Là encore ce procédé équivaut à s’aplatir devant la bourgeoisie libérale. Le libéral veut bien parler de ce qui se passera le jour où les hommes n’auront plus besoin d’être gouvernés. Pourquoi ne pas s’adonner à ces rêveries inoffensives ? Mais en ce qui concerne la répression par le prolétariat de la bourgeoisie qui résiste à son expropriation, mieux vaut n’en rien dire. L’intérêt de classe de la bourgeoisie le commande.

« Le socialisme contre l’État. » C’est un coup de chapeau tiré par Vandervelde au prolétariat. Il n’est pas difficile de tirer un coup de chapeau. Tout politicien « démocrate » sait saluer ses électeurs. Et à la faveur de ce « coup de chapeau », on fait passer la camelote antirévolutionnaire, antiprolétarienne.

Vandervelde réédite par le détail Ostrogorski [2] quand il dit combien de duperie, de violence, de corruption, de mensonge, d’hypocrisie, d’oppression des pauvres, se cachent sous les dehors civilisés, vernis, pommadés de la démocratie bourgeoise contemporaine. Mais Vandervelde n’en tire pas de conclusion. Il ne remarque point que la démocratie bourgeoise réprime la masse laborieuse et exploitée, tandis que la démocratie prolétarienne aura à réprimer la bourgeoisie. Kautsky et Vandervelde ferment les yeux là dessus. L’intérêt de classe de la bourgeoisie derrière laquelle se traînent ces petits bourgeois, traîtres au marxisme, exige que cette question soit éludée, qu’on la passe sous silence, ou qu’on nie expressément la nécessité de cette répression.

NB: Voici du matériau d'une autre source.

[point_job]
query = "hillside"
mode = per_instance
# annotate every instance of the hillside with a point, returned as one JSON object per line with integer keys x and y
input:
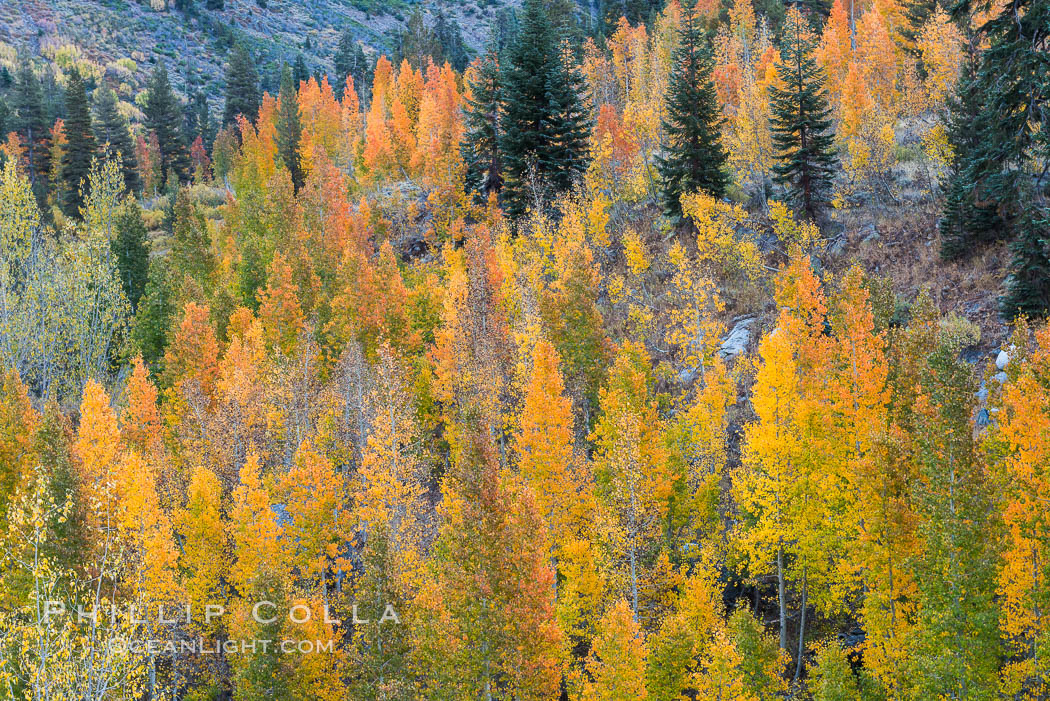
{"x": 194, "y": 44}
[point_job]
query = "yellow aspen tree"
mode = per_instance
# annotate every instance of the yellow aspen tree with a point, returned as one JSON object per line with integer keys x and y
{"x": 616, "y": 664}
{"x": 280, "y": 312}
{"x": 631, "y": 470}
{"x": 789, "y": 487}
{"x": 692, "y": 654}
{"x": 255, "y": 533}
{"x": 942, "y": 48}
{"x": 389, "y": 511}
{"x": 18, "y": 426}
{"x": 205, "y": 557}
{"x": 314, "y": 496}
{"x": 99, "y": 450}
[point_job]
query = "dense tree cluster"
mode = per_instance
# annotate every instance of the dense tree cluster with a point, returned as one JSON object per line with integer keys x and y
{"x": 434, "y": 359}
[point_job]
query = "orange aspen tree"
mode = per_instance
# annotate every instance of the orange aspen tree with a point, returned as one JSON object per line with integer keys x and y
{"x": 390, "y": 513}
{"x": 942, "y": 48}
{"x": 99, "y": 449}
{"x": 191, "y": 361}
{"x": 693, "y": 654}
{"x": 483, "y": 622}
{"x": 141, "y": 422}
{"x": 1022, "y": 439}
{"x": 838, "y": 44}
{"x": 321, "y": 117}
{"x": 378, "y": 150}
{"x": 439, "y": 132}
{"x": 280, "y": 313}
{"x": 18, "y": 426}
{"x": 561, "y": 487}
{"x": 789, "y": 485}
{"x": 205, "y": 558}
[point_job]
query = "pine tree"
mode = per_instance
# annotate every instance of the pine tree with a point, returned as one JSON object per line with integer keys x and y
{"x": 417, "y": 43}
{"x": 153, "y": 317}
{"x": 289, "y": 127}
{"x": 543, "y": 126}
{"x": 113, "y": 137}
{"x": 449, "y": 41}
{"x": 967, "y": 220}
{"x": 80, "y": 144}
{"x": 999, "y": 129}
{"x": 299, "y": 71}
{"x": 350, "y": 62}
{"x": 481, "y": 142}
{"x": 164, "y": 118}
{"x": 1028, "y": 284}
{"x": 801, "y": 119}
{"x": 694, "y": 157}
{"x": 242, "y": 86}
{"x": 131, "y": 251}
{"x": 30, "y": 123}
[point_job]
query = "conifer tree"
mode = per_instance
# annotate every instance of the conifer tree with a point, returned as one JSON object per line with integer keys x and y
{"x": 30, "y": 124}
{"x": 289, "y": 128}
{"x": 801, "y": 119}
{"x": 998, "y": 130}
{"x": 543, "y": 125}
{"x": 481, "y": 142}
{"x": 131, "y": 251}
{"x": 113, "y": 137}
{"x": 694, "y": 157}
{"x": 242, "y": 86}
{"x": 299, "y": 71}
{"x": 80, "y": 144}
{"x": 449, "y": 41}
{"x": 164, "y": 118}
{"x": 350, "y": 62}
{"x": 1028, "y": 284}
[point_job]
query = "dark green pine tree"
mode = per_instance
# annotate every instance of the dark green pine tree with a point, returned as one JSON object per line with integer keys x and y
{"x": 191, "y": 253}
{"x": 204, "y": 127}
{"x": 113, "y": 137}
{"x": 481, "y": 143}
{"x": 154, "y": 316}
{"x": 349, "y": 62}
{"x": 242, "y": 86}
{"x": 164, "y": 115}
{"x": 801, "y": 120}
{"x": 80, "y": 144}
{"x": 450, "y": 41}
{"x": 967, "y": 220}
{"x": 416, "y": 43}
{"x": 693, "y": 155}
{"x": 299, "y": 72}
{"x": 30, "y": 123}
{"x": 289, "y": 128}
{"x": 1000, "y": 129}
{"x": 543, "y": 130}
{"x": 1028, "y": 284}
{"x": 916, "y": 15}
{"x": 131, "y": 251}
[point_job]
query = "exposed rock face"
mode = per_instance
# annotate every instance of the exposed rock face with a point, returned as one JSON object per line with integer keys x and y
{"x": 736, "y": 342}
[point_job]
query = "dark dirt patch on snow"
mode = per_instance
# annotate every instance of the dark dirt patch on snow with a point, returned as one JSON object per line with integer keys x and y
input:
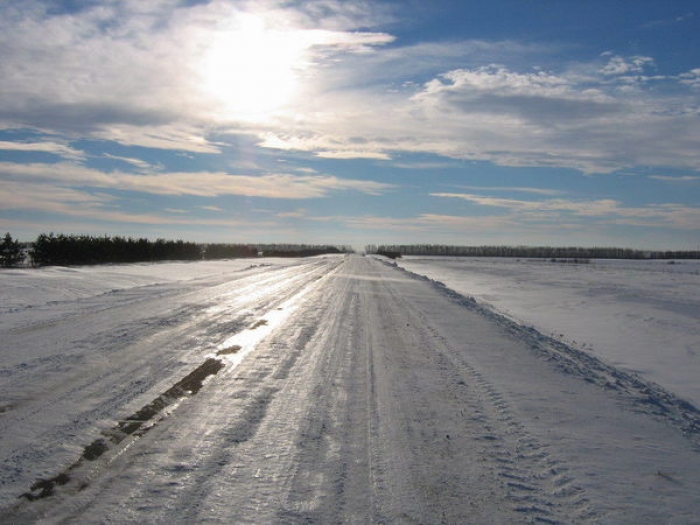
{"x": 137, "y": 424}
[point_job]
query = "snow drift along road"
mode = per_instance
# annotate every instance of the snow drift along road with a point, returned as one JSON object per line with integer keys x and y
{"x": 380, "y": 397}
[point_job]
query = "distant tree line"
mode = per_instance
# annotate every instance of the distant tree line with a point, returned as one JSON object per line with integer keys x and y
{"x": 61, "y": 250}
{"x": 544, "y": 252}
{"x": 11, "y": 252}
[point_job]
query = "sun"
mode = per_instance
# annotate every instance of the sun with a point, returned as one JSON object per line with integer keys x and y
{"x": 251, "y": 71}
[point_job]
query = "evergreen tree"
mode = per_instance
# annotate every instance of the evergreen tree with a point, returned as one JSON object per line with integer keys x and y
{"x": 11, "y": 253}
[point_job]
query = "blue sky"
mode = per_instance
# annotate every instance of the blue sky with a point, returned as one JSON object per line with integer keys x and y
{"x": 543, "y": 122}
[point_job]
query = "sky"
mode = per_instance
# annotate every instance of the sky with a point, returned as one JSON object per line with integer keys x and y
{"x": 539, "y": 122}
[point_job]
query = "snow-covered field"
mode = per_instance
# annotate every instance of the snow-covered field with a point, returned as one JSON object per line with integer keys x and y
{"x": 347, "y": 390}
{"x": 643, "y": 316}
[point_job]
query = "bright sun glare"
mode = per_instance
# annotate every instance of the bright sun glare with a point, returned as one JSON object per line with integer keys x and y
{"x": 252, "y": 71}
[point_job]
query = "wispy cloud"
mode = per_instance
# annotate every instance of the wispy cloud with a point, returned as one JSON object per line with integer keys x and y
{"x": 672, "y": 178}
{"x": 603, "y": 210}
{"x": 133, "y": 73}
{"x": 54, "y": 148}
{"x": 203, "y": 184}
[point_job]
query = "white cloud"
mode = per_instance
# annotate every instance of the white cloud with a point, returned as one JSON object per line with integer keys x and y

L’éclectisme petit bourgeois contre le marxisme, la sophistique contre la dialectique, le réformisme philistin contre la révolution prolétarienne, voilà comment il aurait fallu intituler le livre de Vandervelde.


[1] Cf. Lettre de F. Engels à A. Bebel – 18-28 mars 1875.

[2] Auteur du livre « La démocratie et les partis politiques » qui anticipait sur les théories des dirigeants social-démocrates à partir de 1914.